I was born the eldest son of the royal house of Moldavia. My birth, in ceremony befitting my future title, was attended by numerous foreign dignitaries, emissaries, missionaries, and apiaries who all brought secretaries laden with princely gifts: golden ostriches which laid chocolate eggs, fearsome Scottish knights mounted atop dire war badgers, and the maidenheads of entire flocks of virgins. These gifts, so extravagant they bankrupted entire continents, were offered in the hope that I might one day feel so indentured that I would share the vast information resources of Moldavia for Moldavia was a city-state rich with great, glistening fields of information-technology.

But my parents, myopic with joy and impotent with greed, had failed to invite the most high muckamuck of the fairies, the bad witch, Sycorax.

So it was that on that sunny morning, scant hours after my birth, while the nightingales sang songs of mournful foreshadowing, each attendant stepped up to my crib, gave an unrepentant smile of unmitigated delight at meeting me, handed their gifts to my nanny, received a receipt from my notary, and stepped aside to enjoy my brunch buffet. The smiles were plentiful and my cherubic face cherubic.

That is until the last number was called and the good witch, Xarocys, approached, leaned over my crib, removed her nomenclature to reveal herself actually the bad witch, Sycorax. Gasps aplenty sounded out from every corner of the pentakaidecagonal room. Soldiers, corsairs, police officers, fire fighters, and fops all rushed at her, but none was ebullient enough.

So it was that she issued the curse, which would haunt Moldavia and myself for decades to come: The prince will bring ruination to his kingdom, drought to his land, and crotchrot to his kinsmen unless he kisses an honest woman before his twenty seventh birthday. With that edict and its accompanying paperwork appropriately filed, Sycorax cackled, vanished and the attendees were surprised to discover Xarocys had been standing with them for some time.

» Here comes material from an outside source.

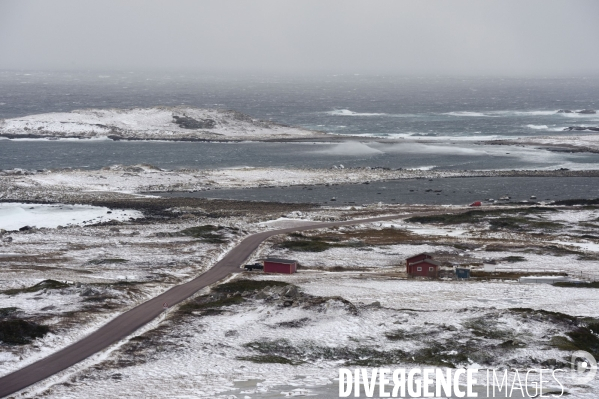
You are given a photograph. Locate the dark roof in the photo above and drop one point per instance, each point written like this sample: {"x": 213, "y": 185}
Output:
{"x": 430, "y": 261}
{"x": 277, "y": 260}
{"x": 423, "y": 253}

Naturally, the guests chattered, the wisemen postulated, the fools pontificated, the apiaries buzzed, and my parents, the king and queen, died straightaway from the scandal of it all.

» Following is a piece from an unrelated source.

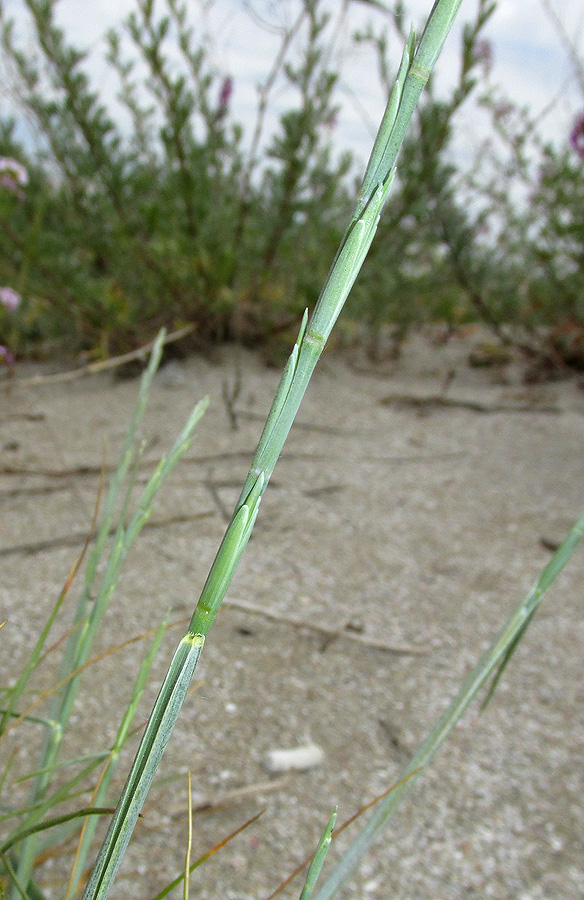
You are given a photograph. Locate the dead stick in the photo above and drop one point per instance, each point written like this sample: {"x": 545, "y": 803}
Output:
{"x": 330, "y": 634}
{"x": 103, "y": 365}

I was thus crowned instantly, the fourth youngest prince to become High King of the People’s Glorious Democratic Republic of Moldavia and Protector of Mexico. The coroner then announced the king and queen dead, the guests shuffled out still talking about how nice the buffet table was, and the janitors started sweeping. And thus I was left all alone in this world with naught to my name but a burgeoning kingdom, a legion of servants, and a healthy, youthful glow.